National report - By now, few dispute the existence of a dermatologist shortage in the United States, or the likelihood it will worsen in the future as the population ages and market forces drive many practitioners away from medical dermatology. Opinions differ, however, as to how to solve the problem.

"There's both a quantitative and a qualitative shortage," says Joseph L. Jorizzo, M.D., professor and founding chair, department of dermatology, Wake Forest University School of Medicine, Winston-Salem, N.C. "In other words, we could use more dermatologists (overall)," he says. "There is probably not a perceived shortage from the standpoint of people doing surgical oncology, and there is not a shortage of people to do cosmetic dermatology. But the biggest problem is a shortage on the medical and pediatric side."

Robert T. Brodell, M.D., adds, "Any place away from the big cities and coastal areas either needs or will need more dermatologists. It is amazing to me that inexpensive housing, higher incomes, being a 'big fish in a small pond,' low crime and other incentives of small-town America drive so few dermatologists to areas like my own in Northeast Ohio. It is almost impossible to recruit a dermatologist to a small town when opportunities exist on the coasts and in vacation destinations. Last year at the AAD meeting I stumbled upon a list of dermatologists looking for associates which had hundreds of names. A list of dermatologists looking for positions had only a handful." Dr. Brodell is a solo private practitioner in Warren, Ohio.

"Within the existing manpower," says Dr. Jorizzo, "I estimate there has been a 50 percent shift in effort away from medical and pediatric dermatology. And it is a direct response to managed care dramatically reducing reimbursement. In order for dermatologists to pay their staff and overhead and keep their income where it was, they are having to shift some of their effort towards doing things such as cosmetic dermatology, which are not reimbursed through the managed care system. That has exacerbated the problem that already existed because of there not being enough dermatologists."

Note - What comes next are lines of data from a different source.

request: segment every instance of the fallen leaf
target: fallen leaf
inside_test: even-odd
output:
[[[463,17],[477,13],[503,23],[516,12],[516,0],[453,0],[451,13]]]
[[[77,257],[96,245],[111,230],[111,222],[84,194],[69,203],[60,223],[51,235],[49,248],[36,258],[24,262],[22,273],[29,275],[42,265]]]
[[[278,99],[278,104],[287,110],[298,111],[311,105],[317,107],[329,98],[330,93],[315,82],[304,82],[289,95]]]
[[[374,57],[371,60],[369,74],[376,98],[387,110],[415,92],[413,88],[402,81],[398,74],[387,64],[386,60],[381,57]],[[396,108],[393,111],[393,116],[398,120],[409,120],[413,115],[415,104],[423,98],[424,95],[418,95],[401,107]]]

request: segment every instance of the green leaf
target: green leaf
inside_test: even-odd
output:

About 10 years ago, the federal government froze funding levels provided to hospitals to pay for resident training positions. Along with cost-cutting motives, Dr. Jorizzo says that "in those days, there might have been some sense that there were enough doctors."

Since then, the supply of new dermatologists has not kept pace with marketplace needs.

Practices change "There is no question that my practice is changing," Dr. Brodell says. "I am seeing the average age of my patients grow with me. I'm seeing at least 25 percent more pre-cancers and skin cancers than I was 20 years ago, with more doctors practicing at least some cosmetic dermatology, more women in the field who practice fewer hours during their childbearing years (Jacobson et al. Arch Dermatol 2004;140:191-196), and more specialty-trained surgeons and greater medical dermatology needs."

More specifically, Dr. Brodell says, "I fear that if we cannot produce enough dermatologists to approximate the need, we will have primary care doctors pointing out their 'special interest in dermatology' or even becoming 'board-certified' by boards which most of us would recognize as having no standing."

AAD launches initiative Attempting to prevent such problems, in November 2004 the American Academy of Dermatology (AAD) unveiled a plan to increase the number of dermatologists nationwide by awarding $1 million for each of the next three years toward establishing dermatology residency slots. According to the American Board of Dermatology, there were 342 first-year dermatology residents in 2004.